O.k.,
I was half expecting white smoke to come out from the roof of the capital’s
rotunda – and for some neo-fascist in red socks and golden shoes to proclaim: HABEMUS BUDGET
ET DEBT CEILING!!! Apparently the Repubes still haven’t learned how to
put on a good (i.e., medieval) show. They got nothing on those child molesting
bishops in Rome. Who’s a terrorist?
If
you watched the budget and debt ceiling vote last night you got a little taste of our tea-party
future; the stenographer completely lost it and she started ranting about the devil, Free
Masons, mocking God… more detail including a video (who needs a stenographer in the 21st century?) is available here. Of course, leave it to Far Out Xenophobics
(that would be FOX news) and Tea Drinkers to
distort reality and suggest this was an infringement of religious liberty (hard
to believe, so here’s more of their nonsense). Yes, bow down and submit to the ranting of an insane person. Then again, this caucus always begins with a sing along of a Christian Hymn: “Amazing Grace.” The ironies are too many to list, but to the insane readers I suggest that they recall the benefits of separation between Church and State. Conservatives? My
ass. These people are radical reactionary goons. Can't you imagine Sunday
School with them and their rattle snakes, their cool-aid (because you can’t have wine in
the communion cup anywhere West of 90310), writhing about on the ground and ranting (or as they call it, "talkin' in ta-uhn-gues"). If not, just watch C-Span: it's how holy-rollers perform congress (and other nasties).
And
speaking of things that should be exterminated: If only there were something
that could truly rid the world of their existence. We had some ants this
morning in the bathroom near our bedroom.

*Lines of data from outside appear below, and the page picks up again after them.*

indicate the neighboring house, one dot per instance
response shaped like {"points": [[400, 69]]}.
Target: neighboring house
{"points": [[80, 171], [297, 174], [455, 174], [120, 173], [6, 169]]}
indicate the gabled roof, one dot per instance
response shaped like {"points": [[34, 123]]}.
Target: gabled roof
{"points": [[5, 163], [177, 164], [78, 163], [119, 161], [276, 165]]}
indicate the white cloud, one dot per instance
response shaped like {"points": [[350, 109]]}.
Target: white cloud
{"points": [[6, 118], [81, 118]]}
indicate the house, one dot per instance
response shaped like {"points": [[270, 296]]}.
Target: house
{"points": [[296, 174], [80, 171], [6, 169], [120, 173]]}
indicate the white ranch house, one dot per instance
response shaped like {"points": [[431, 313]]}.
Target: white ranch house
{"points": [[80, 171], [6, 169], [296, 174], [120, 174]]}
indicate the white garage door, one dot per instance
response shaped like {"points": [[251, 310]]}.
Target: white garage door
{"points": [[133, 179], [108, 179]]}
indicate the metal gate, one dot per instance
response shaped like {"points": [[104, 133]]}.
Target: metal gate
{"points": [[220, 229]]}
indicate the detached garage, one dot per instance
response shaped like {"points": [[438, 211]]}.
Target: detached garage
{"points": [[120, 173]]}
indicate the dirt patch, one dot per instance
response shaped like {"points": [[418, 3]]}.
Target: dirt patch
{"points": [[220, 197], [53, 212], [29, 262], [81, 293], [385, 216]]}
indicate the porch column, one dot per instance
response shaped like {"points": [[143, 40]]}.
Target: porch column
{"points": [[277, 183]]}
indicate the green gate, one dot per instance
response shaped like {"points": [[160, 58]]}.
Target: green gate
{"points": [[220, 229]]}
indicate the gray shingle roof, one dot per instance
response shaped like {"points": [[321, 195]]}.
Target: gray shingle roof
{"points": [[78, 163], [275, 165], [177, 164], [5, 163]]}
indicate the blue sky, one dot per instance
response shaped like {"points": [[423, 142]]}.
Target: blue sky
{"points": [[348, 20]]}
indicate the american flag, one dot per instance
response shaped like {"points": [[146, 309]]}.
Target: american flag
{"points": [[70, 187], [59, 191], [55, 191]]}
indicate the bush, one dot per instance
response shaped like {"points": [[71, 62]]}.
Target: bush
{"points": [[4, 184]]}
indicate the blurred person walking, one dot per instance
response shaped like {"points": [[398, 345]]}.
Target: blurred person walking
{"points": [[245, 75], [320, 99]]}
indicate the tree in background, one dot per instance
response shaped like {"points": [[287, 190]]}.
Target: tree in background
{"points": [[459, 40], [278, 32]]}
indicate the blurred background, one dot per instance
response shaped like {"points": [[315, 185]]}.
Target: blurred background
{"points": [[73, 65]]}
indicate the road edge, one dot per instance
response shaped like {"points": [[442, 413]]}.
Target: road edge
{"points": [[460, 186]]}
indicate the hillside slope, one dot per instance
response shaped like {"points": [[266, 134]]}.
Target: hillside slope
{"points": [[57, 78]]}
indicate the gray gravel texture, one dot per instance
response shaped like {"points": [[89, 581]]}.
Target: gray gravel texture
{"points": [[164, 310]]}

That’s right: the ants are back
and they were crawling out of the wall near the shower – and then wandering
about on the floor. I sprayed, wiped, etc., and then sprayed and left
them as I didn’t want to wipe up the spray – so that more wouldn't come out of
the wall area. Who knows, they might come out again? It's a sign of things to come. I won’t exaggerate: there were
maybe 50 ants total. Not the biggest swarm in the world, not the flying
ants… But please, someone call Damon the Ant Exorcist!